As many Manchester pubs struggle for survival, Withington MP John Leech has denied that his signing an Early Day Motion in support of the Axe the Beer Tax Campaign (also supported by the local Labour Party and parliamentary candidate Lucy Powell) places him at odds with previous campaigns against licensed premises.
John has been a vocal opponent of new licensed premises, even where those premises have kick started significant pockets of regeneration in his constituency. In previous correspondence, the MP has argued that new pubs should be restricted to non-residential areas such as Manchester city centre.

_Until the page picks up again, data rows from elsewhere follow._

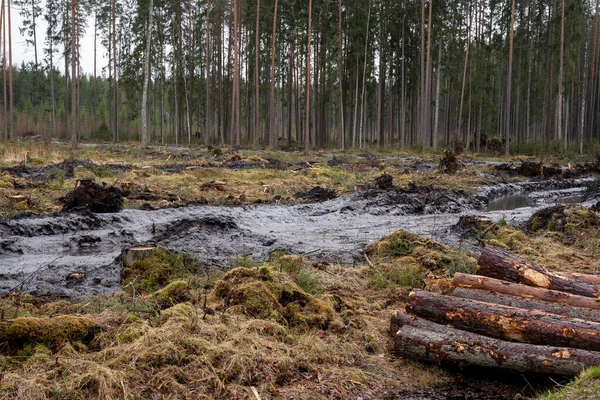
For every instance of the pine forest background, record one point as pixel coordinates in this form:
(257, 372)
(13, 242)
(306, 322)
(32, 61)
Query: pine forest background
(485, 74)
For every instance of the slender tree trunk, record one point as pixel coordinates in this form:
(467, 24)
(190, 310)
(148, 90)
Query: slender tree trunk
(145, 127)
(73, 74)
(10, 80)
(559, 110)
(341, 130)
(272, 107)
(361, 132)
(307, 114)
(509, 82)
(257, 76)
(207, 118)
(5, 125)
(436, 122)
(114, 45)
(464, 80)
(427, 100)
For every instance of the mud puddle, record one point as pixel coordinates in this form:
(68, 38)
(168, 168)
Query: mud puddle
(74, 255)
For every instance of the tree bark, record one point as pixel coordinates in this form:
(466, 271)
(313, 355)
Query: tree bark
(526, 292)
(503, 322)
(497, 263)
(427, 341)
(509, 83)
(74, 75)
(527, 303)
(272, 108)
(308, 48)
(145, 127)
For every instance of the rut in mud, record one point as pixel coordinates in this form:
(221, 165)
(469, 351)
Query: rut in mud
(77, 254)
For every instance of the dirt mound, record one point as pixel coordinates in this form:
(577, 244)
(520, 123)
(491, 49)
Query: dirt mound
(551, 218)
(449, 164)
(316, 194)
(384, 182)
(90, 196)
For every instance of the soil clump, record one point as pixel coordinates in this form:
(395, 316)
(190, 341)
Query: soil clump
(90, 196)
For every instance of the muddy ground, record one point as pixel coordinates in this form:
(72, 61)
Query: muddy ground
(41, 255)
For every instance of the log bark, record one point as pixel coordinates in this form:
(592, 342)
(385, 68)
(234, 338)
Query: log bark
(497, 263)
(525, 292)
(503, 322)
(455, 347)
(527, 303)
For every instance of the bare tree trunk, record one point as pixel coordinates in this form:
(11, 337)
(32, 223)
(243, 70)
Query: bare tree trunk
(364, 83)
(307, 114)
(257, 76)
(114, 44)
(272, 107)
(427, 100)
(509, 82)
(145, 127)
(10, 80)
(207, 118)
(559, 110)
(73, 74)
(464, 79)
(4, 70)
(342, 130)
(436, 120)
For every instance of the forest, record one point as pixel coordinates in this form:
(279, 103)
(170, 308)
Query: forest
(487, 75)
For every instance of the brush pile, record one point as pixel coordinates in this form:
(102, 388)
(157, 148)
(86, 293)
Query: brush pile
(511, 315)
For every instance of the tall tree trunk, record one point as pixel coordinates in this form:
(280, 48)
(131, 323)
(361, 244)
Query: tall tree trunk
(257, 76)
(272, 108)
(509, 82)
(364, 82)
(427, 100)
(559, 110)
(464, 81)
(341, 129)
(307, 114)
(207, 118)
(436, 122)
(73, 74)
(145, 127)
(10, 79)
(114, 49)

Now with pub closures across the country hitting six a day, John has signed up to a campaign focused on locals… the kind of pubs found in residential areas, right at the heart of the community.
Responding to an accusation that he is simply jumping on a populist bandwagon, Leech appears to draw a distinction between pubs and bars. The former, which apparently benefit the community, are undermined by the latter, which do not.

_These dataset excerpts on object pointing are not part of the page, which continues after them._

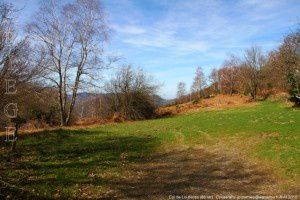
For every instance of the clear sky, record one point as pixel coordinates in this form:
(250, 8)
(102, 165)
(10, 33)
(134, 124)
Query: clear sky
(170, 38)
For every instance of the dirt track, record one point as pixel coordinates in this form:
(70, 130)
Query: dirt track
(193, 172)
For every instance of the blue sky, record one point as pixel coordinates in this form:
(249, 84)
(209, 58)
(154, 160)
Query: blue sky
(170, 38)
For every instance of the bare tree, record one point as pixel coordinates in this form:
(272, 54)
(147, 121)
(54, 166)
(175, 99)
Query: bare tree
(215, 80)
(70, 37)
(181, 90)
(199, 82)
(229, 74)
(131, 93)
(251, 72)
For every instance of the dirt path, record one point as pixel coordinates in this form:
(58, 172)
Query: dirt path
(192, 172)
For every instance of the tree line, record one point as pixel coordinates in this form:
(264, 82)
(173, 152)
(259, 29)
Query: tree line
(60, 55)
(254, 73)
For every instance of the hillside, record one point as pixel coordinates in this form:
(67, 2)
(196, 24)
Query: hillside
(248, 150)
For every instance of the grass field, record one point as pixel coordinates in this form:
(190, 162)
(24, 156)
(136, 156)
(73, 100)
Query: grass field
(246, 150)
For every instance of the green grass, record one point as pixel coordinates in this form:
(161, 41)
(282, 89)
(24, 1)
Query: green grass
(65, 160)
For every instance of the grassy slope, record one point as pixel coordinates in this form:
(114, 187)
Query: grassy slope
(63, 161)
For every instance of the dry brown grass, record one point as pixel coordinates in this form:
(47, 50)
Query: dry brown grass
(216, 102)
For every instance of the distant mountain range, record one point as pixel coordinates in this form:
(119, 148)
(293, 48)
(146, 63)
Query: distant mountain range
(82, 96)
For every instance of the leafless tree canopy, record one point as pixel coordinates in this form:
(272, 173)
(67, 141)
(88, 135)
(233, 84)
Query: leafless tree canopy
(70, 37)
(199, 82)
(131, 93)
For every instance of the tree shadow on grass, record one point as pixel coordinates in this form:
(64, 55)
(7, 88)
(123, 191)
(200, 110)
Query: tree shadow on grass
(192, 172)
(52, 161)
(82, 164)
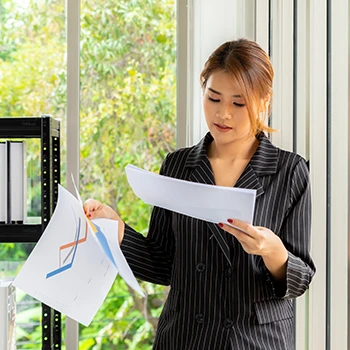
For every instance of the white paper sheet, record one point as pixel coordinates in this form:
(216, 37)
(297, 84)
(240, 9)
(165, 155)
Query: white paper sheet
(75, 263)
(206, 202)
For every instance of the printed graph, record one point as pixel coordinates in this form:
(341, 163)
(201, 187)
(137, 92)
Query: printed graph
(68, 260)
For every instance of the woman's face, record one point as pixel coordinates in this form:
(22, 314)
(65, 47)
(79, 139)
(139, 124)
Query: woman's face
(225, 110)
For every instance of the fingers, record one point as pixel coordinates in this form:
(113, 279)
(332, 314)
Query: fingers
(92, 207)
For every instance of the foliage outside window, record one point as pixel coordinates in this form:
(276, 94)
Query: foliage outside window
(127, 116)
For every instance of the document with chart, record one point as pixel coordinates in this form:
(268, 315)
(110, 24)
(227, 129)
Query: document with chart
(75, 262)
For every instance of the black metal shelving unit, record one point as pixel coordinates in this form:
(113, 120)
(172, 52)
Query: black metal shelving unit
(47, 130)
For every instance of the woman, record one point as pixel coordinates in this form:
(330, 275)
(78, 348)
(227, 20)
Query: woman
(229, 289)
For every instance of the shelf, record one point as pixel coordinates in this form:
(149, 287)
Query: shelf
(20, 233)
(29, 127)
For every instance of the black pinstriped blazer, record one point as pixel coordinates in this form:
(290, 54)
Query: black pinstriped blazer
(221, 297)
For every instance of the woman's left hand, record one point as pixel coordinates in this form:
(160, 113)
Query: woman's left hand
(255, 240)
(261, 241)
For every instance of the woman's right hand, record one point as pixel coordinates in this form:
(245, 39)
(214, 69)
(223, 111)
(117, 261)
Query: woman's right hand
(94, 209)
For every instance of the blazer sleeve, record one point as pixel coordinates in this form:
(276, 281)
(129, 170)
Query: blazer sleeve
(151, 257)
(295, 234)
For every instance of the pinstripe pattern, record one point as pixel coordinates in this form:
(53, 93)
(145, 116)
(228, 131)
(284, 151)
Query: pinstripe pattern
(221, 297)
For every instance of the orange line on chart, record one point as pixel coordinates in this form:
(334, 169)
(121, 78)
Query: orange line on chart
(72, 244)
(81, 240)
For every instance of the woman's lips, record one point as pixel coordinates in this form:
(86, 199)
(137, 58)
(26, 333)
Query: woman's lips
(222, 128)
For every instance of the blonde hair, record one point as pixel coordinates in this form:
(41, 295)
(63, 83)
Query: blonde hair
(250, 67)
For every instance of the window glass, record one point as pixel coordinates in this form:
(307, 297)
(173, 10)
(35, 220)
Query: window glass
(32, 83)
(128, 116)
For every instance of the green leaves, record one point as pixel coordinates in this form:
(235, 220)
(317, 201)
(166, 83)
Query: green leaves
(128, 115)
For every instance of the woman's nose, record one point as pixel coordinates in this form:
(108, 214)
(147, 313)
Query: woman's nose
(224, 114)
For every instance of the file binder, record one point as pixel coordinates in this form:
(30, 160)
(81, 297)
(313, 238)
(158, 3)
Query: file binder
(17, 182)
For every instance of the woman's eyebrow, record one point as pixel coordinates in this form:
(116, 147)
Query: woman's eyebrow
(219, 93)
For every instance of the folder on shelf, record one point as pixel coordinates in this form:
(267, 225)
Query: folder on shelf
(17, 182)
(3, 182)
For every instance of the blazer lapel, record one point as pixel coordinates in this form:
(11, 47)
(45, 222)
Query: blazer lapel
(263, 162)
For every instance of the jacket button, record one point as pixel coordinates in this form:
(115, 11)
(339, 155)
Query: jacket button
(199, 318)
(228, 272)
(228, 323)
(200, 267)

Definitions like this are always tricky and when I was working in PR for the pub trade in the early-to-mid 1990s, I recall some militant publicans calling for café bars to be banned. It seems the main point of difference is a café bar will offer food and coffee in a contemporary environment. Now many pubs have significant food offerings and an espresso machine behind the bar, which blurs the line somewhat.
John Leech is a fan of The Beech, a traditional pub that has seen better days on the same strip has the Lead Station, which is often credited with kick starting Chorlton’s bar revolution.

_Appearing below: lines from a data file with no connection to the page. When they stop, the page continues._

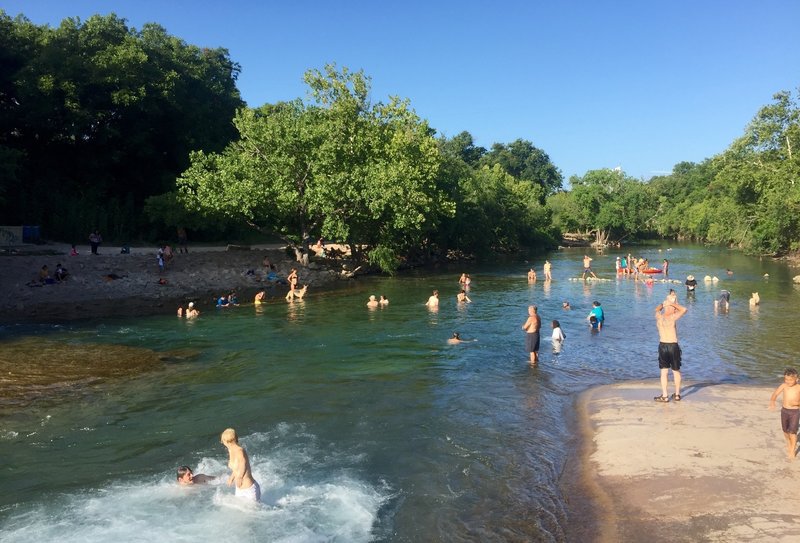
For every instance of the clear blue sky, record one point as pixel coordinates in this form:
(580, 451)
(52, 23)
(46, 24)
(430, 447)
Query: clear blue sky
(637, 84)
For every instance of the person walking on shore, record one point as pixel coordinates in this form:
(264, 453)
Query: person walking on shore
(790, 409)
(95, 239)
(532, 326)
(669, 352)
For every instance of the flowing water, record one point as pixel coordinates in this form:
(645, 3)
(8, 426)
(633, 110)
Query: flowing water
(361, 425)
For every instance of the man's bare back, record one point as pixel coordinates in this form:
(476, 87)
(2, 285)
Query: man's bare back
(666, 319)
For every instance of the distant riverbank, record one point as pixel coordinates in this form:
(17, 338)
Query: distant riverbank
(115, 284)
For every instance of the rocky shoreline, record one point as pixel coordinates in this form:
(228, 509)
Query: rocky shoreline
(112, 284)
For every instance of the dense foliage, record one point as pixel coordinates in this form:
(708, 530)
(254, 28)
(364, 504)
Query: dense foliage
(99, 120)
(748, 196)
(369, 174)
(96, 116)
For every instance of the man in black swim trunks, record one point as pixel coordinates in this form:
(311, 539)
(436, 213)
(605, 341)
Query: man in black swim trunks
(669, 352)
(532, 326)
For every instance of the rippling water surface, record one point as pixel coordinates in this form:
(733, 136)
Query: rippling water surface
(361, 425)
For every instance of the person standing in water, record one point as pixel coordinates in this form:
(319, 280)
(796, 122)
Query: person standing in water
(532, 326)
(546, 268)
(669, 352)
(587, 267)
(246, 487)
(433, 300)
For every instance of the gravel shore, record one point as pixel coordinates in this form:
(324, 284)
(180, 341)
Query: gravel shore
(712, 467)
(115, 284)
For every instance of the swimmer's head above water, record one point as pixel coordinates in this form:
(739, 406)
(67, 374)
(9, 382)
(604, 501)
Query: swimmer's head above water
(185, 475)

Any suggestion that the Lead Station has damaged the Beech is nonsense, because the Lead Station caters for communities to whom the traditional pub has limited appeal. It has a good daytime trade from parents, mainly mothers, with young children who enjoy dining together. Chorlton is home to a number of communities – it is multicultural – and in a competitive environment, the pubs that have found success are those that have carved out a niche for themselves.
It seems that in John Leech’s world the only pubs worth saving are those that appeal to a very particular sub-culture; traditional drinkers in traditional pubs.